As an aside, here's something interesting I found. On an inflation-adjusted basis (2005 dollars), the price of crude oil peaked in the early 80s at $84.29/bbl. In fact, from the late 70s through the early 80's, crude oil cost more than it does now. Of course, you'll never hear that in a newscast, because it suits their purpose to report "record oil prices". Here's another one...in the early 70's, crude oil traded at (again in 2005 dollars) $9.03/bbl.

todd

Reply to
Todd Fatheree

Well, if you were invested in Shell Oil, you would have made 30% over the past year. Obviously, the crude oil producers make out like bandits. I'm pretty sure nobody in the supply chain is going broke.

I'm actually surprised that gas prices have been as low historically as they have been.
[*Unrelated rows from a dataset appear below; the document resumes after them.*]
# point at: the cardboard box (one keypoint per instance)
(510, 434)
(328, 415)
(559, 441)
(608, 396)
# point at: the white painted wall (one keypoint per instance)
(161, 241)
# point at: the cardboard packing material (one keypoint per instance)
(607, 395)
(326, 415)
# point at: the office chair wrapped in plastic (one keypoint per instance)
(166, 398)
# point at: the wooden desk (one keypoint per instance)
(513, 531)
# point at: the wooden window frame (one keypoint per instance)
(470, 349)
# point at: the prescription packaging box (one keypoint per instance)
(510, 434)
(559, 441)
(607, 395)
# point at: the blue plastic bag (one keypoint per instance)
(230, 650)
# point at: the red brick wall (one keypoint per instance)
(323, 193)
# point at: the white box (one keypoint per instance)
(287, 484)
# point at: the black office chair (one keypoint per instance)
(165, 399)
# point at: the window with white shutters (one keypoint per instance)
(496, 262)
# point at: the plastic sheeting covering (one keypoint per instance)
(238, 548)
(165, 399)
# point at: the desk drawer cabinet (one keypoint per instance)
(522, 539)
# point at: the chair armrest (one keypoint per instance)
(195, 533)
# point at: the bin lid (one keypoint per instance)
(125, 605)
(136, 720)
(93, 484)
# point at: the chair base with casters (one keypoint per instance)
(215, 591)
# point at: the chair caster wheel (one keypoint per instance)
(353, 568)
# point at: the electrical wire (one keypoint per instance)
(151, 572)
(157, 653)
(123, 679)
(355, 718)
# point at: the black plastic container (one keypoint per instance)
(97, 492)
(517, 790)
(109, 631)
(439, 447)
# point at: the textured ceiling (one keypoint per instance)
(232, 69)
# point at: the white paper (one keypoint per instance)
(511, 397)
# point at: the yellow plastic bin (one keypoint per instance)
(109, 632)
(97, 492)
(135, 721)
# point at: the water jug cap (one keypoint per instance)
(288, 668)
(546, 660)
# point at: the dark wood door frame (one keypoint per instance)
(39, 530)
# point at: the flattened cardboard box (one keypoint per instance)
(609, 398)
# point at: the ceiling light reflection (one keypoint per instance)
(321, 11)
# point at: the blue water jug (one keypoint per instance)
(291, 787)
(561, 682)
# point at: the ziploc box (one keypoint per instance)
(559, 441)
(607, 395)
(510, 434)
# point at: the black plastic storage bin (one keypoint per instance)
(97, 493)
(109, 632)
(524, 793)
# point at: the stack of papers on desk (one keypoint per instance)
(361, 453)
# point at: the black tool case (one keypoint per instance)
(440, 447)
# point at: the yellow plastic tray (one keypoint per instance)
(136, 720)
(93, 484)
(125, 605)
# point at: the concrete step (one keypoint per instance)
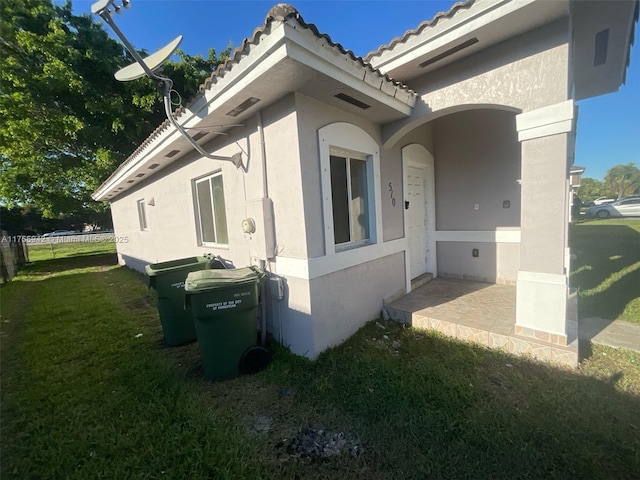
(421, 280)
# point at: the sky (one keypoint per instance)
(608, 131)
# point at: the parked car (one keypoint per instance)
(625, 207)
(58, 233)
(600, 201)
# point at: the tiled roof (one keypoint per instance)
(455, 8)
(280, 12)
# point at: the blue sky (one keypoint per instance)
(608, 126)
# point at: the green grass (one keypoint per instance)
(607, 268)
(43, 251)
(83, 397)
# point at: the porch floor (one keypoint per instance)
(478, 312)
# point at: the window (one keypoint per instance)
(350, 198)
(142, 215)
(211, 213)
(350, 173)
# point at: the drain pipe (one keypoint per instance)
(263, 263)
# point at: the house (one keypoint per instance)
(446, 152)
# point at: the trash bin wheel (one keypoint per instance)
(253, 360)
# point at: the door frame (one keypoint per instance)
(416, 155)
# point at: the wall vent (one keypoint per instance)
(199, 135)
(600, 48)
(451, 51)
(249, 102)
(353, 101)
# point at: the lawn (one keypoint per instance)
(606, 270)
(84, 395)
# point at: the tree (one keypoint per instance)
(65, 122)
(590, 189)
(623, 179)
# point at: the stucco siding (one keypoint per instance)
(526, 72)
(172, 219)
(312, 115)
(343, 301)
(496, 262)
(544, 208)
(477, 165)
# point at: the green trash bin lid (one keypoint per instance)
(154, 269)
(206, 280)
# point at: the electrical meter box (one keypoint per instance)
(260, 229)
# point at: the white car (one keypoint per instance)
(58, 233)
(625, 207)
(602, 201)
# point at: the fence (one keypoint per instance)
(13, 255)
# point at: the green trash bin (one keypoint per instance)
(224, 306)
(167, 279)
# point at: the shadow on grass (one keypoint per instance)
(423, 407)
(438, 408)
(71, 262)
(606, 270)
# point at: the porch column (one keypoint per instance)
(547, 142)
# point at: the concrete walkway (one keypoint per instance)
(616, 333)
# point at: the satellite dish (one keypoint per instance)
(153, 61)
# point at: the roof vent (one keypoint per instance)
(451, 51)
(353, 101)
(600, 48)
(281, 11)
(199, 135)
(249, 102)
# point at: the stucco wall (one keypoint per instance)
(477, 162)
(496, 262)
(312, 115)
(343, 301)
(172, 220)
(544, 183)
(526, 72)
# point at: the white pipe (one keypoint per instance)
(263, 155)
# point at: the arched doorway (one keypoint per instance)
(419, 209)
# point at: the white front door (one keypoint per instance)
(415, 210)
(420, 212)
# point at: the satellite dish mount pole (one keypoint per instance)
(163, 84)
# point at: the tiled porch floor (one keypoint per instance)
(478, 312)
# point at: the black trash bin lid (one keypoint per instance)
(205, 280)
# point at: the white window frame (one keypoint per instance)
(340, 139)
(143, 221)
(198, 217)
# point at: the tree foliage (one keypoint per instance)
(65, 122)
(623, 180)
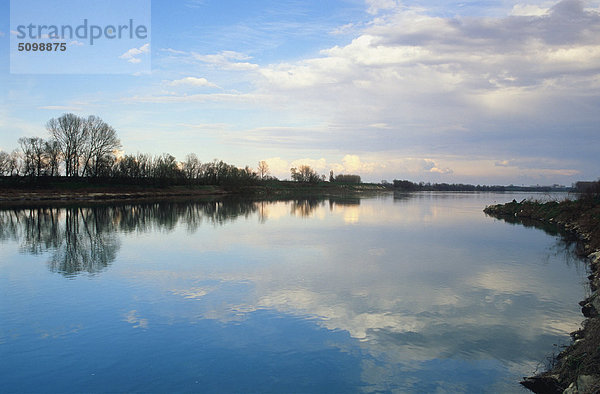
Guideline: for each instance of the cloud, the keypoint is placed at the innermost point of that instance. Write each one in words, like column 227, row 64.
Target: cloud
column 193, row 82
column 226, row 60
column 528, row 10
column 131, row 55
column 61, row 108
column 454, row 85
column 375, row 6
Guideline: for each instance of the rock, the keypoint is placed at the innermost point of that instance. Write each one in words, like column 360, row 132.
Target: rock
column 544, row 384
column 572, row 389
column 588, row 310
column 587, row 383
column 594, row 257
column 583, row 384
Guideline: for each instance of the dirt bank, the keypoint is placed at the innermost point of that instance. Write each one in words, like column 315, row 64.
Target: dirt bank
column 577, row 368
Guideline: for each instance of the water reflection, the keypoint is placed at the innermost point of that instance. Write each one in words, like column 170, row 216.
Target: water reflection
column 419, row 294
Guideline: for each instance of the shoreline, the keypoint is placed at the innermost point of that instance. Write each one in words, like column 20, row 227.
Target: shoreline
column 576, row 369
column 16, row 197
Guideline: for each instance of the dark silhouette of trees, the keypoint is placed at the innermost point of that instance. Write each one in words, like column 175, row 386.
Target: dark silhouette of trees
column 305, row 174
column 263, row 169
column 341, row 178
column 69, row 133
column 99, row 147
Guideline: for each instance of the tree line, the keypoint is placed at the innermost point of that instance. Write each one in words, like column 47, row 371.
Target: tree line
column 89, row 147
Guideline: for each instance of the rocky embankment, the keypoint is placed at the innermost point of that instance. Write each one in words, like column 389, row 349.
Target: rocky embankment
column 577, row 368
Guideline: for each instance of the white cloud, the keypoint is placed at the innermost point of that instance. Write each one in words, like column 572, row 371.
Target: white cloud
column 131, row 55
column 528, row 10
column 193, row 82
column 229, row 60
column 377, row 5
column 61, row 108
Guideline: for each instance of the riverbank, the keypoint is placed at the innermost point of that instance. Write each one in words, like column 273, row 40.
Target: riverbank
column 83, row 192
column 577, row 368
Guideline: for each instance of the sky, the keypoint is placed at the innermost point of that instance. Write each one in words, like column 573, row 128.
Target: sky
column 482, row 92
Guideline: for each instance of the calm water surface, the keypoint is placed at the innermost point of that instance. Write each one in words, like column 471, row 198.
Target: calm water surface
column 405, row 293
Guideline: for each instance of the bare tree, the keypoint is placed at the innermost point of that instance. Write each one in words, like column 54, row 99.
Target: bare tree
column 4, row 162
column 52, row 152
column 305, row 174
column 191, row 166
column 69, row 133
column 263, row 169
column 13, row 167
column 101, row 141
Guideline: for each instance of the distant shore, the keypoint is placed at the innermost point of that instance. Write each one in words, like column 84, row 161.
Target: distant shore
column 83, row 191
column 577, row 368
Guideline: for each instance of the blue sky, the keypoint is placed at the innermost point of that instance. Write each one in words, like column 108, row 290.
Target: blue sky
column 479, row 92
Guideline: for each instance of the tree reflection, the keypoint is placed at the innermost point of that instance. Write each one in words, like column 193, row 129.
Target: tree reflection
column 306, row 207
column 85, row 239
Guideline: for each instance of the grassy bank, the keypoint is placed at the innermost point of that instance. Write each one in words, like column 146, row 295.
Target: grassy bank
column 23, row 191
column 577, row 368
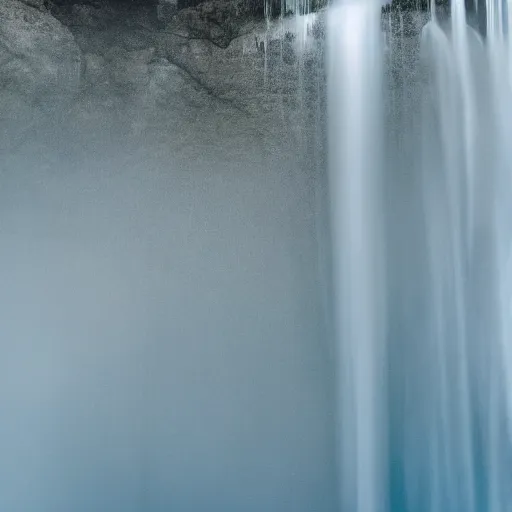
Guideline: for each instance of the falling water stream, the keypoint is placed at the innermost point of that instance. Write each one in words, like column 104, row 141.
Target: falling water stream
column 422, row 231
I'm not an economist, but I bet the demand curve for gasoline is highly inelastic (I think I'm using the correct term here...it's been a while since Econ 101). What I hope that means is that the demand for gasoline is not affected greatly by the price. But, as happened in the 70s, I think the gas prices are starting to get people's attention. Demand for hybrid vehicles is very strong and I would hope that fuel efficiency is very high on people's concerns when purchasing a car. I'm sensitive to this as I currently have to drive 60 miles per day to get to work. The change I've made is that I've started taking the train most of the time. It's somewhat inconvenient as I have to take the train downtown and then catch another going out to the suburb I work in, but I don't have to sit in traffic and can do my technical reading on the ride. At least I can when some crackhead isn't sitting next to me singing for 30 minutes straight.

todd

Reply to
Todd Fatheree

Maybe where you live, but in the SE U.S., we got that news last week, the week before and the week before that. Regional TV newscast and the local "liberal" paper both covered it.

No big deal. I still don't like paying closer to three bucks a gallon than is comfortable.

One pundit, as noted earlier, has stated that it's likely gasoline will hit $4.67 a gallon by years' end. I was predicting three buck gas months ago, around here (and this is one of the lowest priced areas in the U.S.).

The rationales are almost excessively simple. In Europe, it's political greed (taxes) added to high oil prices; here, it's greed, period, not tied to any particular political party.